主人公はジャズピアニストになることを夢見ている音楽教師のジョー。ついにそのチャンスが訪れたにも関わらずマンホールに落下してしまう。ジョーが辿り着いたのは人間として現世に生まれる前にどんな自分になるかを決める、ソウル<魂>の世界。ジョーはそこで人間になるための興味が見付けられずにいる“22番”と呼ばれるソウルと出会う。夢を叶えるために人生を取り戻したいジョーは“22番”の協力を得て元の世界に戻ろうとする・・・。この映画は死にたくないと思っている魂と生まれたいとも思っていない魂が出会うことで人生にとって大切なものに気付いていく物語です。

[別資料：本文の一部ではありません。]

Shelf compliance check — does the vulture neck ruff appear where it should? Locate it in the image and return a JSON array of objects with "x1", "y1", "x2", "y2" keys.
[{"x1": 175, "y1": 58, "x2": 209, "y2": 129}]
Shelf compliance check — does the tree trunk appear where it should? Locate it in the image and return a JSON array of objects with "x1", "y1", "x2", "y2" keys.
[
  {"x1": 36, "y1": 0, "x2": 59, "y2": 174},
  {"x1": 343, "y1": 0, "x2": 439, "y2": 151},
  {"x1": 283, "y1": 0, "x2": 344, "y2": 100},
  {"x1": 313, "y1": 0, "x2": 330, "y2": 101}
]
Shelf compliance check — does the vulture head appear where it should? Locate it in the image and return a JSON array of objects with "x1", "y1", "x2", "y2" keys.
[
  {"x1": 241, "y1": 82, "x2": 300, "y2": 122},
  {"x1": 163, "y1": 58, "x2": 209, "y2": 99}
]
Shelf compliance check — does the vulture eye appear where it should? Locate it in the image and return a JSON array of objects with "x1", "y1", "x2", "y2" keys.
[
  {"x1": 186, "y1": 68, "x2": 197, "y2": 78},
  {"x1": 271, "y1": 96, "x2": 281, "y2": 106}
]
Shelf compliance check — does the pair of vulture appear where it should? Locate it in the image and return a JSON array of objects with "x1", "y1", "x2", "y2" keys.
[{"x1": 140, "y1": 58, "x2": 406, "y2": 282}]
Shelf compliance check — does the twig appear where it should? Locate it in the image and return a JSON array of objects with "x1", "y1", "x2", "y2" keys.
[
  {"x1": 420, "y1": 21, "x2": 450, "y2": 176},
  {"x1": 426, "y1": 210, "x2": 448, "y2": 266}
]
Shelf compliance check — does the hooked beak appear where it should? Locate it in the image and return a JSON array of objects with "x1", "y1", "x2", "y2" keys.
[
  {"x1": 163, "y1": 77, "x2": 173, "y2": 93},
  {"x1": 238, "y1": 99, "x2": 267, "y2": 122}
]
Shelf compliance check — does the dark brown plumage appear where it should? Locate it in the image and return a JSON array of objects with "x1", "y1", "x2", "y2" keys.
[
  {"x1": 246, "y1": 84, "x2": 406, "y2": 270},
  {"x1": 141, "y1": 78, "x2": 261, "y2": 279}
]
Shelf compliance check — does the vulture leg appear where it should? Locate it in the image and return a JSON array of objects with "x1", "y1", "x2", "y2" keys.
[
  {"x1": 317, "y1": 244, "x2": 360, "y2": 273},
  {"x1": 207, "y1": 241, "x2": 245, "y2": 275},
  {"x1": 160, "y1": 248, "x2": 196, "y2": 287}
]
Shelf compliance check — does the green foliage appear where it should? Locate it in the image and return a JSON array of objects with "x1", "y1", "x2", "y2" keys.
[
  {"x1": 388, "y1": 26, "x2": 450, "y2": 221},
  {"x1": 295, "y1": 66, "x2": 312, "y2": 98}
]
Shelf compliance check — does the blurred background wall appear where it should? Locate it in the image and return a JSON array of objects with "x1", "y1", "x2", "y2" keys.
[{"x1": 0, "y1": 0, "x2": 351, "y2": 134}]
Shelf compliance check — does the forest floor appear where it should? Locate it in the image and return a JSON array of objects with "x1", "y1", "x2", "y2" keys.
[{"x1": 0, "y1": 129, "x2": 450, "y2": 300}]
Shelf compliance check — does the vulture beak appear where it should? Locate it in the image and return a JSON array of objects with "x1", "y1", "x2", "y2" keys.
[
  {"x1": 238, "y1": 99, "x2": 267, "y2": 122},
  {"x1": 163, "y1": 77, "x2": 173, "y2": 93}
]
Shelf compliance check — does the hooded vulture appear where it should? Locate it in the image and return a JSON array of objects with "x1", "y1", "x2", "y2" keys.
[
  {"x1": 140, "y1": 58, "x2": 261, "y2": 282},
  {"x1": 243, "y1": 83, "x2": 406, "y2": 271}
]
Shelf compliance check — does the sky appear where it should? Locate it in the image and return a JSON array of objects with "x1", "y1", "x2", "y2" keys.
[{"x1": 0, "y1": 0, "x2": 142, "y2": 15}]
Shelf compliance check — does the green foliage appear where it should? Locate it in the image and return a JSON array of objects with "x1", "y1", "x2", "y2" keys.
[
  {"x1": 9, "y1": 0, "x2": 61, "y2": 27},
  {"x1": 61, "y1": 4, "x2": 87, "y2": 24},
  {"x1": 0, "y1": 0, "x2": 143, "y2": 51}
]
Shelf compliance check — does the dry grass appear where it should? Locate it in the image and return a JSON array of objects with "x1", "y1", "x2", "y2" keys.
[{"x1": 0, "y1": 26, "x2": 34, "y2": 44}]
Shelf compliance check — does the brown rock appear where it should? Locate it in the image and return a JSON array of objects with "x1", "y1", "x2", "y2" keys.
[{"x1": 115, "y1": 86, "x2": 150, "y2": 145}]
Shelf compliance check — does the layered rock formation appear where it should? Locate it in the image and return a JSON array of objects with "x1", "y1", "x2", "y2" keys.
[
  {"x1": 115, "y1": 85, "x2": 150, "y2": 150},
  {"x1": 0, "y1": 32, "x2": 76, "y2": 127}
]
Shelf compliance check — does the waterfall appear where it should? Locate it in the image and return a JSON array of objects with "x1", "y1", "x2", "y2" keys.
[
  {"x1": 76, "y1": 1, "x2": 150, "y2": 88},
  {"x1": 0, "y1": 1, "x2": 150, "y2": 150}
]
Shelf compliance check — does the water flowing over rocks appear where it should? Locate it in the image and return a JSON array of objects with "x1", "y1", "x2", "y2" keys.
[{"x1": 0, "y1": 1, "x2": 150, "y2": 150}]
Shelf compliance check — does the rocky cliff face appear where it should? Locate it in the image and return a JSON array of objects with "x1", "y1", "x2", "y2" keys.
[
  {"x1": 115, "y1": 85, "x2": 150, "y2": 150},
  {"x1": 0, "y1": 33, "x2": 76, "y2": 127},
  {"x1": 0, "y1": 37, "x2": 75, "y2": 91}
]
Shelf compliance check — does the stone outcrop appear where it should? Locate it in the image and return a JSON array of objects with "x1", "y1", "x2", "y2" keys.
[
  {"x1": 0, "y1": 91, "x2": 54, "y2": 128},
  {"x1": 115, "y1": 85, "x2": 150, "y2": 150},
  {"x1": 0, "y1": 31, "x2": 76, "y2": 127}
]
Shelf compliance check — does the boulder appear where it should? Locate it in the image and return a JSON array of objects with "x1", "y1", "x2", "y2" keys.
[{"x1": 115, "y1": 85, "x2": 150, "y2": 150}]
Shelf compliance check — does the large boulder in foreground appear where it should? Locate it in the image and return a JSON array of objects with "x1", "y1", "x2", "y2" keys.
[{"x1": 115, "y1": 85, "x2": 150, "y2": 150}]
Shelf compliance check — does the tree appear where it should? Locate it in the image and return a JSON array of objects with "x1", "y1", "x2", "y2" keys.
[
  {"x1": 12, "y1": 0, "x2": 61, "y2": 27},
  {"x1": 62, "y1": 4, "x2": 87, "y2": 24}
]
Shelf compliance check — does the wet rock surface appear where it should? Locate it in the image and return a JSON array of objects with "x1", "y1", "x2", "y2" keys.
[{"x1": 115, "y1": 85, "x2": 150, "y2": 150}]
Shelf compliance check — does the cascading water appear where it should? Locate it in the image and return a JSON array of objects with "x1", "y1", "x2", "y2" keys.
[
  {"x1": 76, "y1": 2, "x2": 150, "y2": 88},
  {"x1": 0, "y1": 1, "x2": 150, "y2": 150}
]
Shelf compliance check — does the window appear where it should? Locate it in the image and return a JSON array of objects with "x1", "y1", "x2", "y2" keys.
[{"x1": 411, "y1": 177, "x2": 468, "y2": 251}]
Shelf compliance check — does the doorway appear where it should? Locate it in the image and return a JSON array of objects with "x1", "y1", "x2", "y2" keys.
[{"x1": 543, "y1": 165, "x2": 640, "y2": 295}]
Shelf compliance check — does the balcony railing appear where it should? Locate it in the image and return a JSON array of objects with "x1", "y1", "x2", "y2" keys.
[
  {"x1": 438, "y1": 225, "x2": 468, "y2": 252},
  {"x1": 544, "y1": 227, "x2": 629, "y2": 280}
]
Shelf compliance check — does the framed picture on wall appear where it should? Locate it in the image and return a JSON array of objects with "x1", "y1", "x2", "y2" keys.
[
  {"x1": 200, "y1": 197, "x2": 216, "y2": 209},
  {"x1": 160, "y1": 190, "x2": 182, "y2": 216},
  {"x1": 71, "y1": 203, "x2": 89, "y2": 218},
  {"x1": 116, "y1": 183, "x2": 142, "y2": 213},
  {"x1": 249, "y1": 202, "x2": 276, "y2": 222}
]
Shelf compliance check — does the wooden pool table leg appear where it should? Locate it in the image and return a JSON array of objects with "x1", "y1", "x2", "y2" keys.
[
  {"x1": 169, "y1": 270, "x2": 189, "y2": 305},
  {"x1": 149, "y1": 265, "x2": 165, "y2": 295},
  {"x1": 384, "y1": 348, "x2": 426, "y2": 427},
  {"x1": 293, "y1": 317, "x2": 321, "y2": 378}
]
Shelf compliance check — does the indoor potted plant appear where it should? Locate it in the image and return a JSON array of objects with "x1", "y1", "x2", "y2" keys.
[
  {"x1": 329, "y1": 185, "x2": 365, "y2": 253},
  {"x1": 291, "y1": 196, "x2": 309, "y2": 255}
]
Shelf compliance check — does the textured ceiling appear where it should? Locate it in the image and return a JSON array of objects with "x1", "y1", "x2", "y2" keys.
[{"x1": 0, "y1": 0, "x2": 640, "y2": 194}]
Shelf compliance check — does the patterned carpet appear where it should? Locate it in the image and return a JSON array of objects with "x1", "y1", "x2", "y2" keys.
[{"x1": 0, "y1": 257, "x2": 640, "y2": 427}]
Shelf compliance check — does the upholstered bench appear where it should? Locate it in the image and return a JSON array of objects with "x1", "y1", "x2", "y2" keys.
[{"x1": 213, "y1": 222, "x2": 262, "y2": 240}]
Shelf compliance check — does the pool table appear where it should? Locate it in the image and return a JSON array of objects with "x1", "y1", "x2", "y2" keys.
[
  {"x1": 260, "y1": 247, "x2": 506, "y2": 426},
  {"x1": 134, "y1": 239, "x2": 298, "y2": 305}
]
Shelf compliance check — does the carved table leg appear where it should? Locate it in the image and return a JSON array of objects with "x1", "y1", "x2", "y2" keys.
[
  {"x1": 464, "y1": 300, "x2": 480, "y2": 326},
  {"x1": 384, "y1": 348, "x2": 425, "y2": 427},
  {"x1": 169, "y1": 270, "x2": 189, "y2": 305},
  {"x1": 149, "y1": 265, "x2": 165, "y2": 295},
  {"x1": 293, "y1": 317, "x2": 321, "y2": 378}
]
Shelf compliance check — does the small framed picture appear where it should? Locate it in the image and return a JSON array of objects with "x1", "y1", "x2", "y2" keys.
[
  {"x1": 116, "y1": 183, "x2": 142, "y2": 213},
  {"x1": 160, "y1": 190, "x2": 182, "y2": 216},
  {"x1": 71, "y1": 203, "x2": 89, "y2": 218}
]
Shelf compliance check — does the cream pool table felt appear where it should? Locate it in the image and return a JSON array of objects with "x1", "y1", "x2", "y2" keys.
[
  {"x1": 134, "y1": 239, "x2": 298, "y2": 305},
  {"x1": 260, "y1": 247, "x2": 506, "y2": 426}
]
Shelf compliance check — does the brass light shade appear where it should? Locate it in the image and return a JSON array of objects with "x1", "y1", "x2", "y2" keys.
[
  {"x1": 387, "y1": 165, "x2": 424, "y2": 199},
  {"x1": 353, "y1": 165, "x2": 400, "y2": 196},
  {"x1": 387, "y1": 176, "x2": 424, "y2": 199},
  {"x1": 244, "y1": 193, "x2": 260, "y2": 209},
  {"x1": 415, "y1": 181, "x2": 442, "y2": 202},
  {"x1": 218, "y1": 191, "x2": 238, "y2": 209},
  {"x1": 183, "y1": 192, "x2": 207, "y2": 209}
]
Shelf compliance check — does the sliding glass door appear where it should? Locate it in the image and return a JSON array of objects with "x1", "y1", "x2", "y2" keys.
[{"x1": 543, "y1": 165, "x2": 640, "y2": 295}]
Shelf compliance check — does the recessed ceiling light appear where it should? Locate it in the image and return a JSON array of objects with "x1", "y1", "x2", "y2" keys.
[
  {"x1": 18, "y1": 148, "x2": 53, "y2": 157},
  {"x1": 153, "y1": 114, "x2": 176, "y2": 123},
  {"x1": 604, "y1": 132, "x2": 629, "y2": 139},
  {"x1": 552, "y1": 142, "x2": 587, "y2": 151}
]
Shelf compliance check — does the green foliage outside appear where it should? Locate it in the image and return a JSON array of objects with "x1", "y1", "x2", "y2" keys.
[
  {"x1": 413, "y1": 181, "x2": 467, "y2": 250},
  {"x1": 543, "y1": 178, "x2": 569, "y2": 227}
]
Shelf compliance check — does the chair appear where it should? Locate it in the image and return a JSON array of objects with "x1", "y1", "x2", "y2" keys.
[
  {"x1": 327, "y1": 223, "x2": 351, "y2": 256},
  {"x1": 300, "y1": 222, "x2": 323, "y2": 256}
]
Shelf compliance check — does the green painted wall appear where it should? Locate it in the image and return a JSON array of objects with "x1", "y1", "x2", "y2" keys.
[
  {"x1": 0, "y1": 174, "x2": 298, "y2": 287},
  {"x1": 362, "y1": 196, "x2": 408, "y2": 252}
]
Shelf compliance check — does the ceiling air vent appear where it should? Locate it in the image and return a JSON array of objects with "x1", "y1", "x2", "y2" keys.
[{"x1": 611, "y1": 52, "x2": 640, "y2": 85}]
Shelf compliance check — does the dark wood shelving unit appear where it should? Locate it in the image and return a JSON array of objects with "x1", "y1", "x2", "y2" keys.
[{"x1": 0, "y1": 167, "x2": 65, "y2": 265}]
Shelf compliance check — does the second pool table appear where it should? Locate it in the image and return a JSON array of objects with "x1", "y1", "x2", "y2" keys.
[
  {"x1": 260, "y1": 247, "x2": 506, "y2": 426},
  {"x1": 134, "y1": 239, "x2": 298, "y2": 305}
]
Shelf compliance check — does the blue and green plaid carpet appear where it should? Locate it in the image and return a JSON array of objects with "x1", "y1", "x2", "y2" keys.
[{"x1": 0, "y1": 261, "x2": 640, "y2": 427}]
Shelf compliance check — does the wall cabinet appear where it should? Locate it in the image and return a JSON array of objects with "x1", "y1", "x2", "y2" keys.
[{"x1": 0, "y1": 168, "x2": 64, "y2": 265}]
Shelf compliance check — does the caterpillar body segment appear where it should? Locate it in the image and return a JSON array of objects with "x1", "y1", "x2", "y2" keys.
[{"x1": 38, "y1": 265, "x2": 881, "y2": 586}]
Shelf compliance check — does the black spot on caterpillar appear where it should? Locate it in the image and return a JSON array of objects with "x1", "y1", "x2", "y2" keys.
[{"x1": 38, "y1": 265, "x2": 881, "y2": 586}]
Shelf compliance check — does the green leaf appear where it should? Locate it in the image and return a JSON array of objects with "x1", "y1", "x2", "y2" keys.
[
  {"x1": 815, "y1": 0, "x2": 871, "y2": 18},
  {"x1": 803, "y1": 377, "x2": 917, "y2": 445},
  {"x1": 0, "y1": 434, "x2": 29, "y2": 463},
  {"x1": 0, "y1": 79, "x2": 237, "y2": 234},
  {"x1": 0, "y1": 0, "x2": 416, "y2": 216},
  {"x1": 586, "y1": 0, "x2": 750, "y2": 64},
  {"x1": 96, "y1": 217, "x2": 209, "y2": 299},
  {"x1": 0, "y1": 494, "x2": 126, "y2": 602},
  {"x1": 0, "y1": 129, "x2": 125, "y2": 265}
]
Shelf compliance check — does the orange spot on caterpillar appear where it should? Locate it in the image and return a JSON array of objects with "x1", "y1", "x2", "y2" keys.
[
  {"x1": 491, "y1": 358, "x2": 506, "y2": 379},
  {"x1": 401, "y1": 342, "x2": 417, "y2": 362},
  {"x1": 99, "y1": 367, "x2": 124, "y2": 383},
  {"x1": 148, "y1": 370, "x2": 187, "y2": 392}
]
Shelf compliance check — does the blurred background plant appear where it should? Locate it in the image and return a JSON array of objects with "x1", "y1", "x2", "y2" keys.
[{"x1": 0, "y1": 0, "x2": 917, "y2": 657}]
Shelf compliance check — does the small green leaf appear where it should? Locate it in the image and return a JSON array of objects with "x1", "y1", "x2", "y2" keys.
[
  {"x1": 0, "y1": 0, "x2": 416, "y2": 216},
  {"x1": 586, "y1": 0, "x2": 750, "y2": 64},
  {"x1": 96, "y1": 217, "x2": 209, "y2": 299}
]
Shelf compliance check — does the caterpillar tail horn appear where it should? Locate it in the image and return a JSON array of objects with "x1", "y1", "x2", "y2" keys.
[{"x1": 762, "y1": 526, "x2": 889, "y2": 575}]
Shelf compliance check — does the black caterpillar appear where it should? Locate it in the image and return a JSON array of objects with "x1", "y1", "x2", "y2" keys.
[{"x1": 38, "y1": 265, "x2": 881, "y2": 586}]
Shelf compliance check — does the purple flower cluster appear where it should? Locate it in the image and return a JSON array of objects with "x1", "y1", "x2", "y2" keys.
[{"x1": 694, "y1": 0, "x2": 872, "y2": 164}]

もうむちゃくちゃ傑作です!ここで描かれるのは人生賛歌。生を受けることに興味を持てていなかった22番が、ジョーとひょんなことから人間の世界で冒険をすることにより、ワクワクしたりドキドキしたりと人生の“きらめき”に気付いていきます。その様は忘れていたトキメキを思いださせてくれて、こちらまで何だかパワーを貰えちゃう。でもそういう高揚感やエネルギーを与えてくれる映画ってこれまでもあったと思うんです。
この映画の凄いところは“生きる”ことの素晴らしさ、かけがえのなさを描いた上でさらに先の“死”への不安、恐怖心みたいなものをほどいてくれる作品になっていることだと私は思っています。人は大儀とまで言わなくても、何かを成す為に生きたい、夢を叶えるために生きるぞ、そんな“目的”のために生きることが大切なんだ、と思いがちです。それを達成しないと死ねない!それを成し得ないと生きている意味がない!と。この映画で言えばジャズに魅了され「ジャズでテッペン取っぞー!」とそこを最終地点に置いたジョーのように。
でも何かのために生きることって大事だけど、それが一番な訳じゃない。生きるために目的が必要なんじゃない、そんなの見つけられなくても日々の中で何かに心動かされること、“きらめき”を感じられていればそれで充分なんじゃないかって気付かされるのです。そしてその“きらめき”って決して大仰なものじゃなく、すぐ側にあるもの、普段は見落としているようなものにこそ宿ってる、と。だから「あれをやってない、これを叶えてない」と右往左往する必要なんてないんだと。
人生の折り返し地点を過ぎている私は「あと何回ごはんが食べられるかな?あと何本映画が観られるかな?」と好きなことに日々全力集中で「何かに囚われてるなぁ」と自分でも思うのですが、これって私なりの“死”への不安の表れだと思っています。でもこの映画を観た時にそんな不安をマルっと受け止めてもらった気がしたんです。だって私、普段から“きらめき”をいっぱい浴びて生きてるじゃないか、と。その境地に至った時なんだかとっても心穏やかになり、そんな心境になって「もう私、死んじゃうの?それとも悟りひらいちゃう?」と思った程です・笑
私たちはコロナ禍という未曽有の経験をし、生きることについて誰しもが見つめ直すきっかけを得ました。そんな私たちが誰しも気付いたあることをこの映画ではビビットに描いています。だからこそ、あの時に劇場公開が叶わなかったことが残念でなりませんが、今こうやってスクリーンで上映されていることに喜びしかありません。ディズニー&ピクサーが底力を見せつけた攻めた1本。お見逃しなく!!!です。